Reputation: 3
This is a coursework I had for R programming on Coursera. I've completed this course, but I really want to get to the bottom of the errors in my code.
The relevant fields of this data set contains Hospitals, States, and three mortality measures. A function rankall(outcome, num = "best")

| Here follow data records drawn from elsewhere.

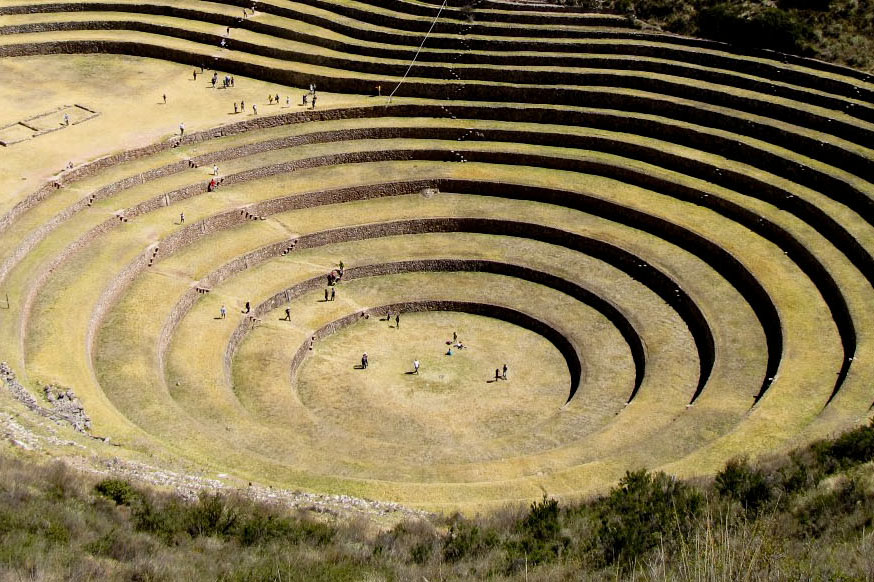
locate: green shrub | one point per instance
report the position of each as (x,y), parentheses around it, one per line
(539,538)
(642,511)
(742,483)
(465,538)
(212,515)
(846,502)
(770,28)
(117,490)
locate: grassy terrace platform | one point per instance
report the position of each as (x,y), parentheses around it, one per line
(669,241)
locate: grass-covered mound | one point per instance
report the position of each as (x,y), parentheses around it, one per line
(800,516)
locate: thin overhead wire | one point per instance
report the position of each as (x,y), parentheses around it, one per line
(416,56)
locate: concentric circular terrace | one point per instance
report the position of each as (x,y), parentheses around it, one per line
(668,241)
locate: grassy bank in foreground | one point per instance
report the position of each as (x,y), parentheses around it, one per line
(804,516)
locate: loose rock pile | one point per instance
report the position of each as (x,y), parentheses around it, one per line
(65,406)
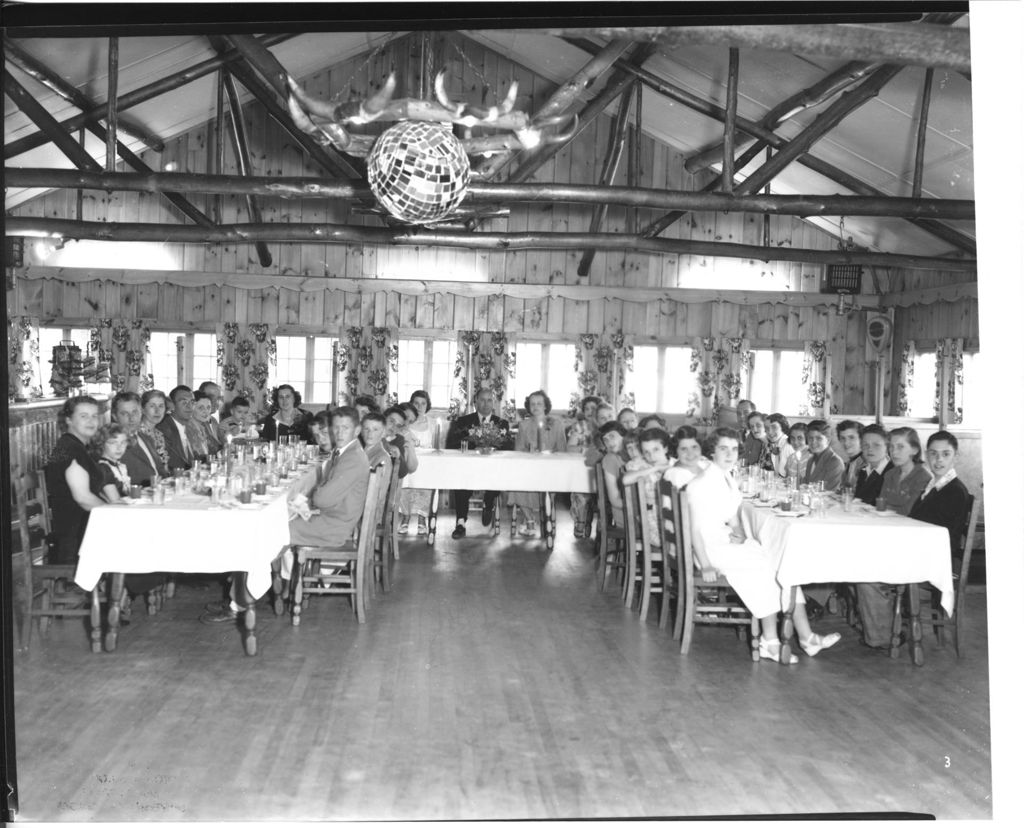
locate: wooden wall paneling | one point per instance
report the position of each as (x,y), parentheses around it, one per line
(443,311)
(496,312)
(462,312)
(574,316)
(479,313)
(334,310)
(288,306)
(514,314)
(311,308)
(407,311)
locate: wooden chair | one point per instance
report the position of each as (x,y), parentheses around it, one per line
(345,569)
(611,538)
(53,584)
(645,560)
(936,616)
(705,602)
(386,530)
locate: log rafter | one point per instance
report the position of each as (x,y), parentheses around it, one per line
(483,192)
(347,234)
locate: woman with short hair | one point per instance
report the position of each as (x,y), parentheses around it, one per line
(721,546)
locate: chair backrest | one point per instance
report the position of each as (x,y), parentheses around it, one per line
(33,512)
(668,503)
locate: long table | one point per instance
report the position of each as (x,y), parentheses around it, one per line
(504,471)
(187,533)
(855,547)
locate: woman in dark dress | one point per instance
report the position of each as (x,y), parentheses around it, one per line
(74,481)
(286,417)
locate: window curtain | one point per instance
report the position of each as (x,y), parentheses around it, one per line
(602,363)
(25,374)
(905,388)
(121,351)
(247,356)
(722,368)
(366,357)
(949,381)
(814,380)
(485,359)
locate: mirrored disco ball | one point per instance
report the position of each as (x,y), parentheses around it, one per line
(418,171)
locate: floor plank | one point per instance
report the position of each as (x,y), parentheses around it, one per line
(494,681)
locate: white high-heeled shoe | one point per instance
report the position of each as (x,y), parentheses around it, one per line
(815,644)
(772,650)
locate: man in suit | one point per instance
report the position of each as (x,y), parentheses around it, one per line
(140,458)
(339,498)
(179,453)
(942,503)
(484,414)
(875,452)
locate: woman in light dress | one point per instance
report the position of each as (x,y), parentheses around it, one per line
(721,546)
(540,432)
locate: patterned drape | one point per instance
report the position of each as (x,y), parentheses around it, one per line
(602,361)
(949,368)
(365,358)
(905,379)
(121,350)
(486,358)
(814,381)
(247,356)
(25,375)
(723,368)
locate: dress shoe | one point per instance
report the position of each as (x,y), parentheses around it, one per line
(815,644)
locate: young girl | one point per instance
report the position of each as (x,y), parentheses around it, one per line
(112,443)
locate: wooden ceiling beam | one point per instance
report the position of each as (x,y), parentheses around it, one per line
(136,96)
(52,81)
(906,44)
(419,237)
(485,192)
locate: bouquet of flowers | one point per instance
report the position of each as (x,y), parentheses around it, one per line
(488,436)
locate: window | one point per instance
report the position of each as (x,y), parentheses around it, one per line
(164,359)
(776,382)
(660,381)
(306,363)
(550,366)
(427,364)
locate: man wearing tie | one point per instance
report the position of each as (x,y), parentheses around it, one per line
(179,453)
(484,401)
(140,458)
(943,503)
(875,452)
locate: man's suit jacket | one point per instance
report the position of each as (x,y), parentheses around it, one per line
(868,488)
(339,497)
(176,455)
(140,469)
(944,507)
(460,430)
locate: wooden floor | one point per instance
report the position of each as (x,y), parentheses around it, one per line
(494,682)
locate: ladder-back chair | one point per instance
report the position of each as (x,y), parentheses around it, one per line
(52,583)
(644,551)
(936,616)
(385,531)
(704,602)
(611,538)
(345,569)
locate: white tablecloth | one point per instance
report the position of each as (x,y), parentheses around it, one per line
(857,547)
(186,534)
(504,471)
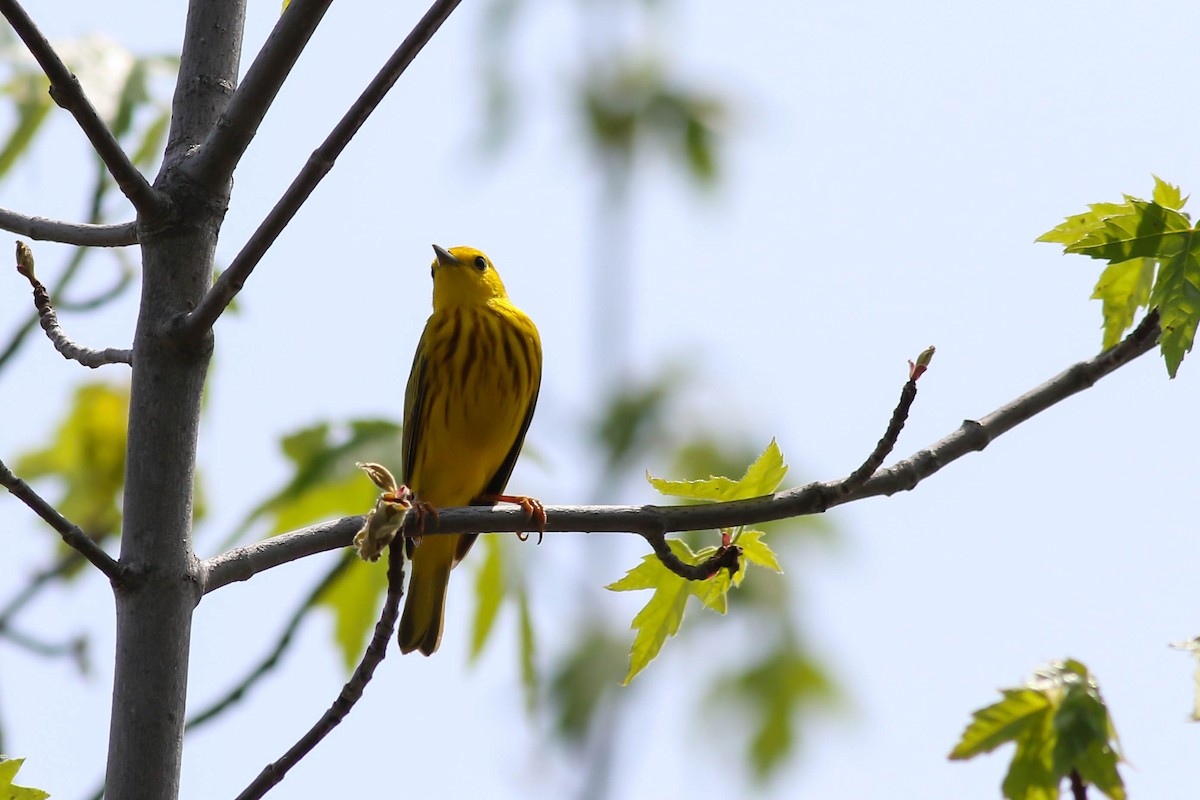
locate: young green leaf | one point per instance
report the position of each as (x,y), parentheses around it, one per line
(1123,288)
(10,791)
(763,476)
(1168,194)
(1134,236)
(87,456)
(755,551)
(661,617)
(1060,726)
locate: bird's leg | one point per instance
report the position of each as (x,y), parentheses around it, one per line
(420,510)
(533,509)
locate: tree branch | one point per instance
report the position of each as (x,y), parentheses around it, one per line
(49,319)
(67,92)
(351,692)
(226,144)
(273,659)
(69,233)
(71,533)
(322,160)
(652,522)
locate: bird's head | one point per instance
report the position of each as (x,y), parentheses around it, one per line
(463,276)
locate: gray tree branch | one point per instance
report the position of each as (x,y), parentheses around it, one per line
(653,522)
(67,92)
(351,692)
(159,596)
(70,533)
(231,282)
(69,233)
(226,144)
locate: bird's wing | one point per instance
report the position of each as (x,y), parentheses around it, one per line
(417,396)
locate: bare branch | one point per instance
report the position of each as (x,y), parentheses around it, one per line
(226,144)
(273,659)
(895,425)
(351,692)
(67,92)
(87,356)
(69,233)
(652,522)
(231,282)
(71,533)
(244,563)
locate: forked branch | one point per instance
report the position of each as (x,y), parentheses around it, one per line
(226,144)
(231,282)
(351,693)
(653,521)
(67,92)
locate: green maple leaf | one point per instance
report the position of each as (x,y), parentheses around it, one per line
(9,791)
(661,617)
(1138,238)
(763,476)
(1060,725)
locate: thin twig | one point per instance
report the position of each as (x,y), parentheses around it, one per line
(227,142)
(725,558)
(652,521)
(351,692)
(231,282)
(49,319)
(75,263)
(273,659)
(70,533)
(70,233)
(895,425)
(67,92)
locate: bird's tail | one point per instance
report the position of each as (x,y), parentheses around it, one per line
(420,627)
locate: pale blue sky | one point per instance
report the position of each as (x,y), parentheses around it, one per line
(887,169)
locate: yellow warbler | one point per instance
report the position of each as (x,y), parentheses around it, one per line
(468,404)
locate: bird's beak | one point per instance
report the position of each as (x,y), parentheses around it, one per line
(445,258)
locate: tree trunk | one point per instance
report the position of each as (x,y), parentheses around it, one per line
(160,589)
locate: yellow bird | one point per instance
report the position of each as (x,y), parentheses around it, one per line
(467,408)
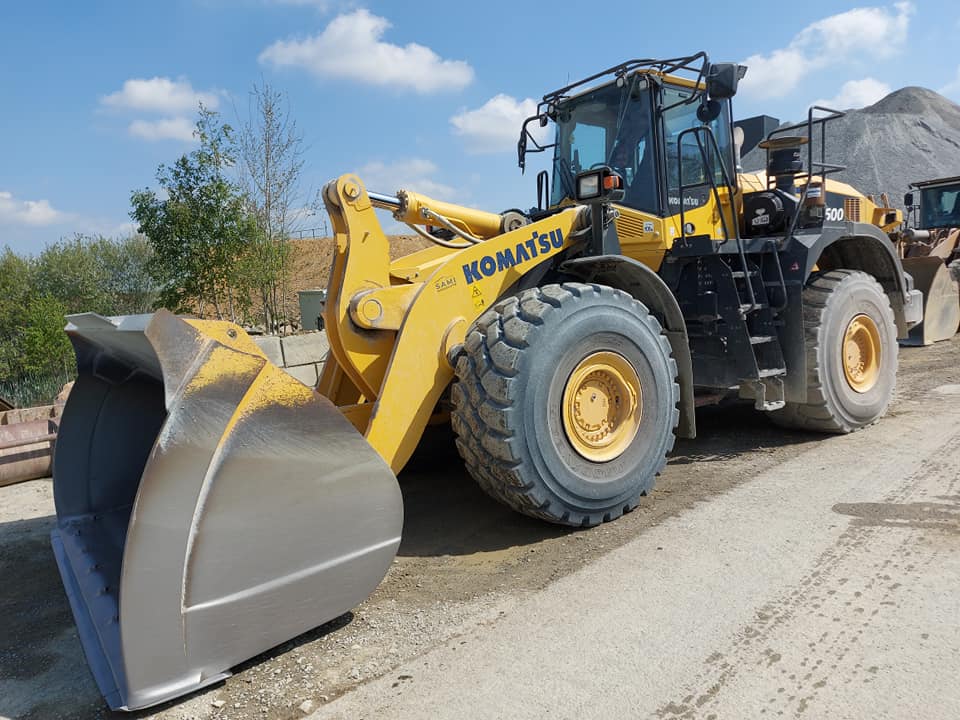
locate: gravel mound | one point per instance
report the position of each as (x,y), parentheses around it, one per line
(912,134)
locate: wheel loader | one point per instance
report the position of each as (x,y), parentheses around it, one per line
(929,248)
(211,507)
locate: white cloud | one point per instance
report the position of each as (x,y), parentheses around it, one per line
(28,212)
(857,94)
(175,128)
(414,174)
(160,95)
(350,47)
(952,88)
(495,125)
(869,32)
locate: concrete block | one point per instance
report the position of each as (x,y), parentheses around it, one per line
(307,374)
(306,348)
(270,344)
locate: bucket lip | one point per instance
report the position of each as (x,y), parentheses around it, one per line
(95,321)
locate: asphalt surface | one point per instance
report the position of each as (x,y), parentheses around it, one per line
(769,574)
(827,586)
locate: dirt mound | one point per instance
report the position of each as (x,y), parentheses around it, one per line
(312,260)
(912,134)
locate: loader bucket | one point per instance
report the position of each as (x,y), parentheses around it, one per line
(209,506)
(941,300)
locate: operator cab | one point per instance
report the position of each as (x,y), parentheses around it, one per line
(939,205)
(639,125)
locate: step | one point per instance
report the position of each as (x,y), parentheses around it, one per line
(771,372)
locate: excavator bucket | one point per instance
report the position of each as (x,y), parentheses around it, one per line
(941,300)
(209,506)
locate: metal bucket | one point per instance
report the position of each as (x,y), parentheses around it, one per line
(941,300)
(209,506)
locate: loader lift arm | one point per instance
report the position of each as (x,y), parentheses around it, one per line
(393,330)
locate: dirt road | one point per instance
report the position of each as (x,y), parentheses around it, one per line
(769,573)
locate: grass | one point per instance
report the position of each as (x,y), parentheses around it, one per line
(32,390)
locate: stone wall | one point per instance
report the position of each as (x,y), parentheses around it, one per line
(302,355)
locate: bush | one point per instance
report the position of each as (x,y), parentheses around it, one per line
(83,274)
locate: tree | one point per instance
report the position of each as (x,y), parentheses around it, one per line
(271,150)
(201,229)
(15,274)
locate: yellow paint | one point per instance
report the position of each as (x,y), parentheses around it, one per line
(602,406)
(402,371)
(862,354)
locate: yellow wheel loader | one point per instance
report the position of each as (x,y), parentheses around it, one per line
(210,506)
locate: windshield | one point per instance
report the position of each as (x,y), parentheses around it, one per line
(940,207)
(607,127)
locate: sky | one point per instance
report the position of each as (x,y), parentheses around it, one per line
(424,95)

needs to be created to return a data frame showing hospital in each state based on the rank passed through num
argument and mortality measure passed through outcome.
When num
was a numeric value, my script worked correctly. However, when num
was either "best" or "worst", incorrect hospitals were returned.
When calling tail(rankall("pneumonia", "worst"), 3)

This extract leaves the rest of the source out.